[ntp:questions] Re: requestor's time; transmit timestamp?

Dirk Claessens will.bounce at ntp.isc.org
Sun Nov 27 09:59:19 UTC 2005


Verily, on Sun 27 Nov 2005 01:24:58a, Nelson Minar wrote in
comp.protocols.time.ntp
[news:cpairufos2v.fsf at cabernet.nelson.monkey.org]: 

> In an NTP request which timestamp carries the requestor's notion
> of what time it is?
> 

I ran into the same problem, a couple of months ago, because of this
definition in RFC 958:

<quote>
Transmit Timestamp

      This is a 64-bit timestamp established by the server host and
      specifying the local time at which the reply departed for the
      client host.  If no request has ever arrived from the client the
      value is zero.
</>

I should have also read RFC2030, which says:

   To calculate the roundtrip delay d and local clock offset t relative
   to the server, the client sets the **transmit timestamp** in the request
   to the time of day according to the client clock in NTP timestamp
   format.
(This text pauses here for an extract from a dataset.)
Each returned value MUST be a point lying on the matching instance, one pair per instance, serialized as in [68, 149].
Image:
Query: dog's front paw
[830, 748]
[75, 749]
The server copies this field to the originate timestamp in
   the reply and sets the receive timestamp and transmit timestamp to
   the time of day according to the server clock in NTP timestamp
   format.

see:
<http://lists.ntp.isc.org/pipermail/questions/2005-February/004204.html>



-- 
Dirk.
No trees were killed in the creation of this message;
however, many electrons were terribly inconvenienced.